Peer-to-Peer Communication Across Network Address Translators
Bryan Ford
Massachusetts Institute of Technology
baford (at) mit.edu
Pyda Srisuresh
Caymas Systems, Inc.
srisuresh (at) yahoo.com
Dan Kegel
dank (at) kegel.com
J'fais des trous, des petits trous
toujours des petits trous
- S. Gainsbourg
Abstract:
1 Introduction
The Internet's new de facto address architecture is suitable for client/server communication in the typical case when the client is on a private network and the server is in the global address realm. The architecture makes it difficult for two nodes on different private networks to contact each other directly, however, which is often important to the “peer-to-peer” communication protocols used in applications such as teleconferencing and online gaming.
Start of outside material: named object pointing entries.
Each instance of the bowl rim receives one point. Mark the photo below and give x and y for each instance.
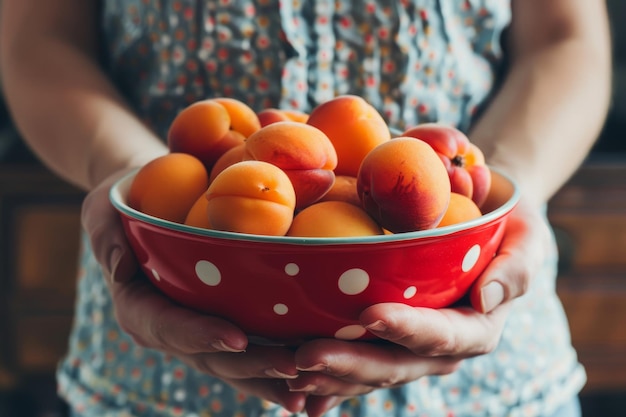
(117, 197)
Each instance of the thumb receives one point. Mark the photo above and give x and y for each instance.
(106, 234)
(521, 254)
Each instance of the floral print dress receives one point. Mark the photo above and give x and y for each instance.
(415, 61)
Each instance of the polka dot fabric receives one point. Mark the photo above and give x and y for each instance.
(416, 61)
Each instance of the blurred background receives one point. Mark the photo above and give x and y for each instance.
(39, 231)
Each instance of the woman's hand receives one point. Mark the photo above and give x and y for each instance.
(425, 341)
(206, 343)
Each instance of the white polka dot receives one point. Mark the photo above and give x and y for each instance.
(208, 273)
(471, 257)
(351, 332)
(155, 274)
(281, 309)
(410, 292)
(166, 379)
(292, 269)
(180, 395)
(353, 281)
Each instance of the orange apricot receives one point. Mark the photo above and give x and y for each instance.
(333, 219)
(168, 186)
(243, 118)
(231, 156)
(353, 126)
(404, 185)
(344, 189)
(197, 215)
(252, 197)
(302, 151)
(461, 209)
(203, 130)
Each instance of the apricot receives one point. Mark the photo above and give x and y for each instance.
(404, 185)
(464, 161)
(302, 151)
(273, 115)
(198, 215)
(168, 186)
(333, 219)
(252, 197)
(344, 189)
(243, 118)
(353, 126)
(203, 129)
(231, 156)
(461, 209)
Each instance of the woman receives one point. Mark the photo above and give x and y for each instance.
(94, 113)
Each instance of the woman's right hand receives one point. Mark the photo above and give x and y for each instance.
(209, 344)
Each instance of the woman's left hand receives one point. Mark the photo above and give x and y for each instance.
(425, 341)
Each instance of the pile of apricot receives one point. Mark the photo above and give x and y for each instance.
(335, 172)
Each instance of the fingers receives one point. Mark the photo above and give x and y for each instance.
(521, 254)
(103, 225)
(335, 367)
(459, 332)
(273, 390)
(156, 322)
(255, 362)
(317, 406)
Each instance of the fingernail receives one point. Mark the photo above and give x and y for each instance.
(377, 326)
(220, 345)
(114, 261)
(306, 388)
(275, 373)
(315, 368)
(491, 296)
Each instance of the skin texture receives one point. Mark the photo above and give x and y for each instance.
(78, 124)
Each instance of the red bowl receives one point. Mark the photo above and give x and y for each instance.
(286, 290)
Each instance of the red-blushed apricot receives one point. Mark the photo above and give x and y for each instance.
(242, 118)
(333, 219)
(203, 129)
(231, 156)
(168, 186)
(404, 185)
(252, 197)
(463, 160)
(302, 151)
(461, 209)
(344, 189)
(198, 215)
(353, 126)
(480, 173)
(500, 191)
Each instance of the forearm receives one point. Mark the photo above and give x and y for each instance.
(68, 112)
(550, 110)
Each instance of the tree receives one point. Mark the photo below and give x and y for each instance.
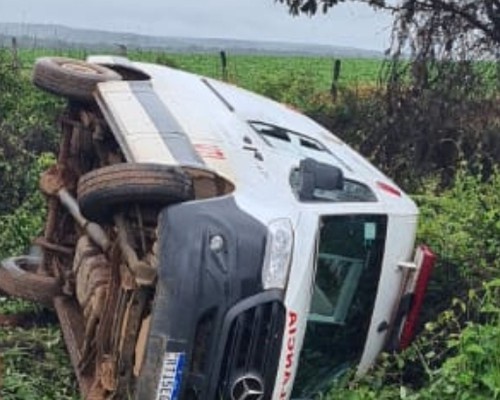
(430, 28)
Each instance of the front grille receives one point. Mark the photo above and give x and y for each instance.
(253, 347)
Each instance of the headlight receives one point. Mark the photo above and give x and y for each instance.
(278, 254)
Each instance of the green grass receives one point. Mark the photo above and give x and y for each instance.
(33, 361)
(246, 70)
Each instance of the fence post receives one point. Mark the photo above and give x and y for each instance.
(336, 74)
(16, 63)
(223, 59)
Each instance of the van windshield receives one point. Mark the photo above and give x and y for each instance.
(348, 264)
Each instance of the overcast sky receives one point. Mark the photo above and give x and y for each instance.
(349, 24)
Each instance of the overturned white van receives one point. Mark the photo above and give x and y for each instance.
(204, 242)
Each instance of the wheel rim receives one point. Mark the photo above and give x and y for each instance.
(82, 69)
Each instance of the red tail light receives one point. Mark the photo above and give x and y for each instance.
(426, 259)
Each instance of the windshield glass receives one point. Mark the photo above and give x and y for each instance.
(348, 263)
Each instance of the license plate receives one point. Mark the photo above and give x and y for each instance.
(171, 376)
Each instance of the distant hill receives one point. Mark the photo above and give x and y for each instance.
(62, 37)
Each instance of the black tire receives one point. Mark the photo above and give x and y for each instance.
(102, 190)
(67, 77)
(18, 278)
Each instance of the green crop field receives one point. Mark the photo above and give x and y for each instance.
(248, 70)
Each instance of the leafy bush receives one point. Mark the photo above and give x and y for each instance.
(457, 354)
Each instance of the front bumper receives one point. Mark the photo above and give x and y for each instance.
(215, 334)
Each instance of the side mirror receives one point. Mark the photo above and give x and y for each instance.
(313, 175)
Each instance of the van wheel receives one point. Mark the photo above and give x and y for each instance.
(18, 278)
(102, 190)
(67, 77)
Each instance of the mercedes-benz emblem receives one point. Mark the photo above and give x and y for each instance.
(247, 387)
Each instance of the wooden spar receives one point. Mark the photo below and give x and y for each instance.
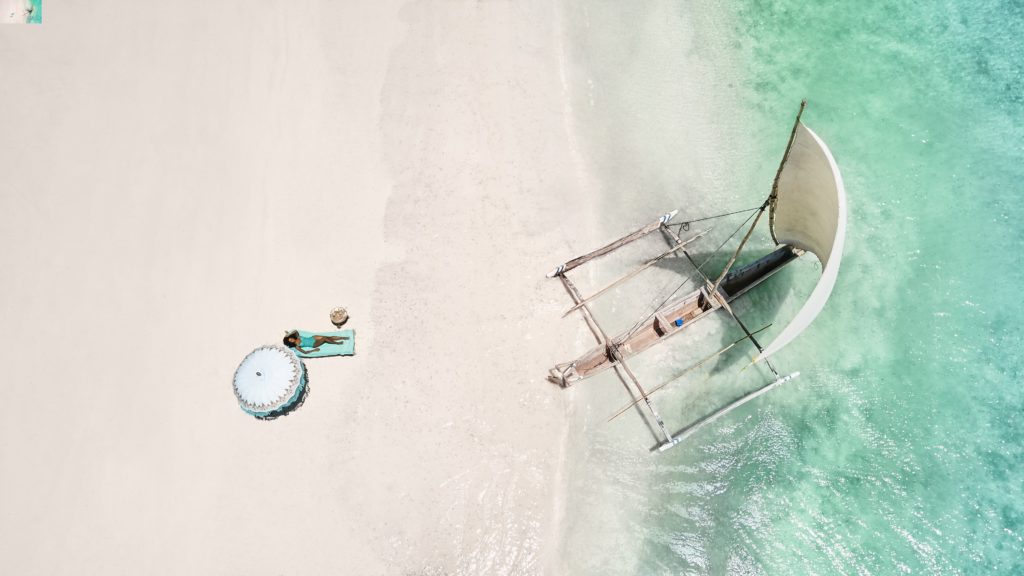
(697, 424)
(742, 243)
(715, 291)
(562, 269)
(679, 246)
(686, 371)
(742, 327)
(675, 237)
(616, 357)
(773, 197)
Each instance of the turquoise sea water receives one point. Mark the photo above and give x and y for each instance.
(899, 449)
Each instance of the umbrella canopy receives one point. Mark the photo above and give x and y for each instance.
(268, 380)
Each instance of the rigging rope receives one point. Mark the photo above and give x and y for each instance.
(685, 227)
(688, 280)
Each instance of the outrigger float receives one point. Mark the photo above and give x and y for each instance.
(807, 213)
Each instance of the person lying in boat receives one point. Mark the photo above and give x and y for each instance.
(310, 343)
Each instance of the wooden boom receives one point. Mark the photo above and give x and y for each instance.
(562, 269)
(679, 246)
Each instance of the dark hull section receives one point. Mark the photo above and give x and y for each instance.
(742, 279)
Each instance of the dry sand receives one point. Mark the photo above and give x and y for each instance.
(184, 180)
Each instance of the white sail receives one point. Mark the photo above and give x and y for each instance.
(810, 214)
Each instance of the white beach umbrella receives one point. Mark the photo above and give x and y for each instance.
(268, 380)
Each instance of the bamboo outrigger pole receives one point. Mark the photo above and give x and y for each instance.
(617, 358)
(562, 269)
(679, 246)
(686, 371)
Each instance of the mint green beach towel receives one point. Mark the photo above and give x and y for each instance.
(345, 348)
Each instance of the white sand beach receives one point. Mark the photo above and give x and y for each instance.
(181, 182)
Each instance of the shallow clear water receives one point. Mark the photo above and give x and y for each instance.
(899, 448)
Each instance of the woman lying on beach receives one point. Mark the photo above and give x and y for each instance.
(311, 343)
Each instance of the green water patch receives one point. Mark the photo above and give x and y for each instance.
(900, 448)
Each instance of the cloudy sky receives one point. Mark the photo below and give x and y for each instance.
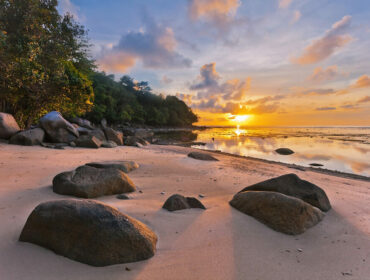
(276, 62)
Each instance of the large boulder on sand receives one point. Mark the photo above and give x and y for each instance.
(135, 141)
(57, 128)
(90, 232)
(89, 182)
(98, 133)
(88, 141)
(113, 135)
(123, 165)
(109, 144)
(280, 212)
(202, 156)
(179, 202)
(292, 185)
(8, 126)
(28, 137)
(82, 122)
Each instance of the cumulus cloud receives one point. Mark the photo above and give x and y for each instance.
(220, 14)
(320, 75)
(166, 80)
(285, 3)
(208, 78)
(155, 47)
(364, 99)
(362, 82)
(213, 10)
(229, 96)
(325, 108)
(321, 48)
(208, 85)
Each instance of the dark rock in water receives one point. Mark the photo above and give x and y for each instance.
(280, 212)
(123, 165)
(292, 185)
(284, 151)
(58, 146)
(57, 129)
(98, 133)
(82, 122)
(28, 137)
(8, 126)
(143, 133)
(113, 135)
(122, 196)
(202, 156)
(109, 144)
(89, 232)
(135, 141)
(89, 182)
(179, 202)
(87, 141)
(316, 164)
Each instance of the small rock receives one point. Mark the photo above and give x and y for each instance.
(87, 141)
(179, 202)
(8, 126)
(123, 165)
(109, 144)
(284, 151)
(202, 156)
(122, 196)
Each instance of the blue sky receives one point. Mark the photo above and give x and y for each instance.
(268, 59)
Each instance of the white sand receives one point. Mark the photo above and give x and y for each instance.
(218, 243)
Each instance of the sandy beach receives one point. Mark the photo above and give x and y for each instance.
(218, 243)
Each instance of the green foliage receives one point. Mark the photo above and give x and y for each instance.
(129, 102)
(44, 62)
(45, 66)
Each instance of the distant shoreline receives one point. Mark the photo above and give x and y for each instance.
(299, 167)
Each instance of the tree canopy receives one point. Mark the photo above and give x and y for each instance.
(45, 65)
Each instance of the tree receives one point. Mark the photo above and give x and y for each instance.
(44, 61)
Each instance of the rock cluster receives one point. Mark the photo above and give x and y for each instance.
(57, 131)
(286, 204)
(90, 232)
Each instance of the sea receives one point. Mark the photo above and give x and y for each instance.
(344, 149)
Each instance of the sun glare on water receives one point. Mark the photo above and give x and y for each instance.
(241, 118)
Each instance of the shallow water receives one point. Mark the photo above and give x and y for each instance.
(345, 149)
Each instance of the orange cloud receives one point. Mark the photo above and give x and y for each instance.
(364, 99)
(362, 82)
(284, 3)
(212, 9)
(321, 75)
(325, 46)
(117, 61)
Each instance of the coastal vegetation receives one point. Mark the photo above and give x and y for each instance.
(45, 65)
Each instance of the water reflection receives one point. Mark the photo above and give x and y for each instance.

We clearly need a way to make such protocols function smoothly in the presence of NAT.
One of the most effective methods of establishing peer-to-peer communication between hosts on different private networks is known as “hole punching.” This technique is widely used already in UDP-based applications, but essentially the same technique also works for TCP. Contrary to what its name may suggest, hole punching does not compromise the security of a private network. Instead, hole punching enables applications to function within the the default security policy of most NATs, effectively signaling to NATs on the path that peer-to-peer communication sessions are “solicited” and thus should be accepted. This paper documents hole punching for both UDP and TCP, and details the crucial aspects of both application and NAT behavior that make hole punching work.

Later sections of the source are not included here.